07.11.2013 Ausgabe: 7/2013

Ist die Abnahme nach der Kündigung eines Bauvertrags erforderlich?

Wenn eine Sanierung abgeschlossen ist, erfolgt die Abnahme. Schwierig wird es jedoch, wenn eine ­Vertragspartei den Bauvertrag kündigt. Dann stellt sich die Frage, ob sich die streitenden Parteien ­­­um eine Abnahme bemühen müssen oder nicht.

Kommt ein Bauvorhaben zur rechten Zeit zu seinem Abschluss, haben die Vertragsparteien zu prüfen, ob der Auftragnehmer seine Leistungen ohne wesentliche Mängel erstellt hat. Ist das der Fall, hat er einen Anspruch auf Abnahme gemäß § 640 Absatz 1 BGB. Die Abnahme beschreibt eine wichtige Zäsur im Baugeschehen und hat weitreichende rechtliche Folgen. So wird der Erfüllungsanspruch des Auftraggebers zum Gewährleistungsanspruch und die Verjährungsfrist der Mängelrechte setzt ein. Überdies geht die Beweislast für nicht vorbehaltene Mängel auf den Auftraggeber über und der Werklohnanspruch des Auftragnehmers wird fällig – um nur einige Folgen der Abnahme zu nennen. Was aber, wenn der Bauvertrag im Streit endet und sich eine Vertragspartei zur Kündigung, gegebenenfalls zur ­Kündigung aus wichtigem Grund entscheidet? Müssen sich die zerstrittenen Parteien dann auch um eine Abnahme bemühen? Wer im Gesetz nach einer Antwort auf diese Frage sucht, bleibt ohne Ergebnis. Das Werkvertragsrecht des BGB bietet keine Regelung an. Anders sieht es in der Vergabe- und VertragsO für Bauleistungen, Teil B (VOB/B) aus. § 8 Absatz 6 VOB/B räumt dem Auftragnehmer auch im Falle der Kündigung ein Recht auf Abnahme ein. Bei der VOB/B handelt es sich allerdings nicht um ein Gesetz, sondern um sehr komplexe allgemeine Geschäftsbedingungen, die vom Anwender große Sachkunde verlangen und daher von Wohnungseigentümergemeinschaften aus gutem Grund häufig nicht zum Gegenstand von Werkerträgen gemacht wird. Oft genug ist die VOB/B dem Rat Suchenden somit auch keine Hilfe.

Der Bundesgerichtshof (BGH) hat die Ungewissheit über die Notwendigkeit einer Abnahme im Falle der Kündigung mittlerweile geklärt. Er steht auf dem Standpunkt, dass auch der ärgste Streit zwischen den Vertragsparteien nicht von der Pflicht zur Abnahme entbindet.
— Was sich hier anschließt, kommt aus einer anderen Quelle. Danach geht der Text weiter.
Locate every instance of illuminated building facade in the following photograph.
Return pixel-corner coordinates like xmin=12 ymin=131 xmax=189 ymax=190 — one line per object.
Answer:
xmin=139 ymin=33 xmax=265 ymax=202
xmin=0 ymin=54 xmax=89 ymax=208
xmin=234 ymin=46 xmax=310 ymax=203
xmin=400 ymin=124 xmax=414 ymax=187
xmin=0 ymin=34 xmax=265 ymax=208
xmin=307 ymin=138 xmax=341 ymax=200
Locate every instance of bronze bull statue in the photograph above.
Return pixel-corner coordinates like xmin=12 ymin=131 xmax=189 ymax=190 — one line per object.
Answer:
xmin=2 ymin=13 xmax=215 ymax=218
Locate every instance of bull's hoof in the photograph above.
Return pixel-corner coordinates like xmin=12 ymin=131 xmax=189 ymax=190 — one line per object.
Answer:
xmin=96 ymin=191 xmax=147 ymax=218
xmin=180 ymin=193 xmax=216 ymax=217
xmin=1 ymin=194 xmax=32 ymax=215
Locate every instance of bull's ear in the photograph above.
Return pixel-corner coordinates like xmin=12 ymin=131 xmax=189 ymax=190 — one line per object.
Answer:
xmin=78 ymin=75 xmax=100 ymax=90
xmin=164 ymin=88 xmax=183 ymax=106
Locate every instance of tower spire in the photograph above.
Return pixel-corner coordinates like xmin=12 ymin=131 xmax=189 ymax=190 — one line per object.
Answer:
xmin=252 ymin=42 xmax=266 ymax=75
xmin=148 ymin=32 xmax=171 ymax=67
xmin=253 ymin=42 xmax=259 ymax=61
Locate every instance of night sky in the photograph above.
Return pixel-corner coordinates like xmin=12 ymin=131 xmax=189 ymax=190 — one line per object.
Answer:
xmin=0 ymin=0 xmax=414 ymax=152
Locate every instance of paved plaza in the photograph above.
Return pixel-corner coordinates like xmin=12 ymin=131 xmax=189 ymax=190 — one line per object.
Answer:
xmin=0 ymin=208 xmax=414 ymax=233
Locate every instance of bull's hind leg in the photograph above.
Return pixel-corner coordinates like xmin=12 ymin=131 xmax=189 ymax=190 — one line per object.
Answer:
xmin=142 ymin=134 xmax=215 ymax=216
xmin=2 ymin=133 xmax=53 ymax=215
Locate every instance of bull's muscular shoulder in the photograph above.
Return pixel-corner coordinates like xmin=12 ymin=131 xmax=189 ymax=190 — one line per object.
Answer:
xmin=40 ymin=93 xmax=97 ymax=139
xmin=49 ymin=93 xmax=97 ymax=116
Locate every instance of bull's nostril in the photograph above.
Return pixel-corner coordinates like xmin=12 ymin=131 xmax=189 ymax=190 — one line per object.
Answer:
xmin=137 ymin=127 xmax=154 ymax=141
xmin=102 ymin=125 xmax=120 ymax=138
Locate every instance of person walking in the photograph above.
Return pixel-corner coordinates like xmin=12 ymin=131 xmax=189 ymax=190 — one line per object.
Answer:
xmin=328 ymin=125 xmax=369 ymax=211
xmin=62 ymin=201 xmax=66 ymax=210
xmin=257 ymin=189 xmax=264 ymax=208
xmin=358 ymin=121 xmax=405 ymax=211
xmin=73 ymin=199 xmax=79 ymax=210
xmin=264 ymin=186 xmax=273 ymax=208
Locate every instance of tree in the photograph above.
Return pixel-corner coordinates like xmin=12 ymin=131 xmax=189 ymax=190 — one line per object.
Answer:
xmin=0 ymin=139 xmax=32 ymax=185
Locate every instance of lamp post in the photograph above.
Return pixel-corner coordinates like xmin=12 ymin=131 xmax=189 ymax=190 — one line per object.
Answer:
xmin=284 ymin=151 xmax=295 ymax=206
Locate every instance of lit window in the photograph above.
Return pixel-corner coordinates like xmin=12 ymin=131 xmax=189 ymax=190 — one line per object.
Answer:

Sie bleibt notwendige Voraussetzung für die korrekte Abwicklung des gekündigten Bauvertrags. Dabei ist unerheblich, wer die Kündigung ausgesprochen hat. Nach der ­Rechtsprechung des BGH haben beide Parteien, Auftraggeber wie Auftragnehmer, guten Grund, auf einem Termin zur Abnahme zu bestehen. Bei gleicher Gelegenheit sollten sie zusätzlich für ein gemeinsames Aufmaß sorgen, um die bereits bestehenden Konflikte nicht noch zu vergrößern. Selbstverständlich zwingt die erfolgte Kündigung zu einem modifizierten Verständnis.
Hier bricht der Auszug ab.